One is drawn to heights, the other to distances. This is where brothers Pavel and Zdenek Laznic differ. What they have in common is Hannibal’s overseas stores, which have a turnover of 200 million crowns this year. And also the desire to do business differently. sustainably.
Two brothers who have been working together for over twenty years don’t usually go on vacation together. While the older Pavel climbs hills with peaks more than seven thousand meters high, Zdeněk, four years younger, goes hiking. Maybe a thousand kilometers long.
But the last time they agreed to go on vacation together. And a compromise won – a flight in the Himalayas at an altitude of more than five thousand meters. They also made concessions in business, because they didn’t always agree over twenty-three years of business. But they both knew all along that the exponential growth in elephant-themed stores, staff and turnover was not something they would like.
It’s hard to believe, but it really showed: “We don’t focus on money. When asked why there are two brick-and-mortar stores in Prague and one in Brno, Pavel Laznica replied “We don’t turn up the heat just to get more of them.” .
And so Hannibal grows slowly, organically, by about ten percent each year. Sometimes more, sometimes less. Last year’s turnover, which is half of stores and half of online stores, was 160 million, and the profit was just over ten million. Ideally, this year’s shift would begin with the number two. The deciding factor will be the desire of customers for the Christmas period.
Lázničeks did not deliberately start a sales network of dozens of stores. reason? “We’re obsessed with quality and very concerned with the quality of service in the store. We’re afraid that with so many branches we won’t be able to maintain the quality set,” the younger Zdenek explains of one of the cores of their business, which in Hannibal relies more on premium and more expensive products.
They only opened a new store when they had enough experienced people willing to work there. “For example, there would be nothing in Brno if our three employees had not moved there, and then they came up with the idea that they would like to open our store there,” adds Pavel Laznica. The two brothers also admit that they do not want to get involved in the business, which will be intense when the number of branches increases several times.
One of the themes that resonates with Hannibal is sustainability. And no, it’s not a modern cry. Pavel and Zdeněk were both scouts, which influenced their approach to the planet. “We were brought up with the understanding that it is important to always be fair and not to harm. But everyone who conducts business harms nature in some way, ”explains Pavel Laznica.
This is why Hannibal directs aid to nature from the start rather than to people. So he started buying green electricity at a time when almost no one thought of it, he gives money to plant roads in the Czech Republic and subsidizes the purchase and conversion of forest on the slopes of the Ještěd mountain range in the Jizera Mountains. Lázniček spends more than ten percent of its annual earnings on these activities.
The fact that Hannibal agents haven’t taken a plastic bag with them for years may seem like a small thing. Not even if they wanted to buy it. Five years ago, when Pavel Laznica saw Hannibal’s plastic bag being trampled into a glacier in a photo, it was the last straw for him. Then he started looking for an alternative solution. The result is spare bags of tents intended for disposal, which Hannibal also supplies to Decathlon.
“When we started, it was absolute hell at first because at that time you had plastic bag free everywhere. People hated it, shop assistants hated it, confronted customers. When I almost gave up, it broke and people started asking for our bags,” recalls Pavel Laznica. It is large and customers have learned to store sports equipment in it.
Plus, the idea also caught European tent manufacturers, who would send discarded pieces to Hannibal so that instead of throwing them away, they could be turned into something that would still be useful. The philosophy of sustainability also works with the online shop, as Hannibal uses used boxes.
The company is doing well and the brothers decided three years ago that it was time to let them go. So, they hired a manager, whom they initially let work for them for two and a half years, only to finally retire from the day-to-day executive after twenty years. They both admit that it was a difficult move mentally. “It’s an ego boost because you have to accept that someone else will do it better than you, but that’s what it’s all about.” The result of the change is that the business is running better than it was when he ran it.

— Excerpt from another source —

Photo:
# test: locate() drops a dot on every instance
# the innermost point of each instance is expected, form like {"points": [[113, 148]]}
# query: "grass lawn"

Then the freed hands led them to a new business. But they stayed in their waters. Three years ago, they joined forces with Ostrava Patizon, which had excellent sleeping bags made in Poland according to its own design. “We bought half of it, but we weren’t pedantic about contracts. In a few months, the Polish manufacturer said it would stop production for us, and we had nothing on hand but fabric cuts or production technology,” says Zdeněk Láznička.

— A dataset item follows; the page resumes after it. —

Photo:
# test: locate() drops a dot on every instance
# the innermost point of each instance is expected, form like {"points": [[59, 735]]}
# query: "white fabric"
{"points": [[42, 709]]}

They unplanned invested three million in repeated development and began to produce sleeping bags and now, down jackets in two locations in the Czech Republic, the products are shipped not only to stores in the Czech Republic, but also to Western Europe, Scandinavia, and the countries of Yugoslavia Previous, and recently to South Korea.
“We have struggled for two years, but now we sell thousands of sleeping bags a year and the growth is insane. Last year’s sales were six million and this year it will reach fifteen,” the younger brother estimated, adding that he expects greater numbers of down jackets in the future rather than sleeping bags. “Using recycled materials, feathers from the European Union, development and production in the Czech Republic… this blend is something that works overseas and sells well,” he adds.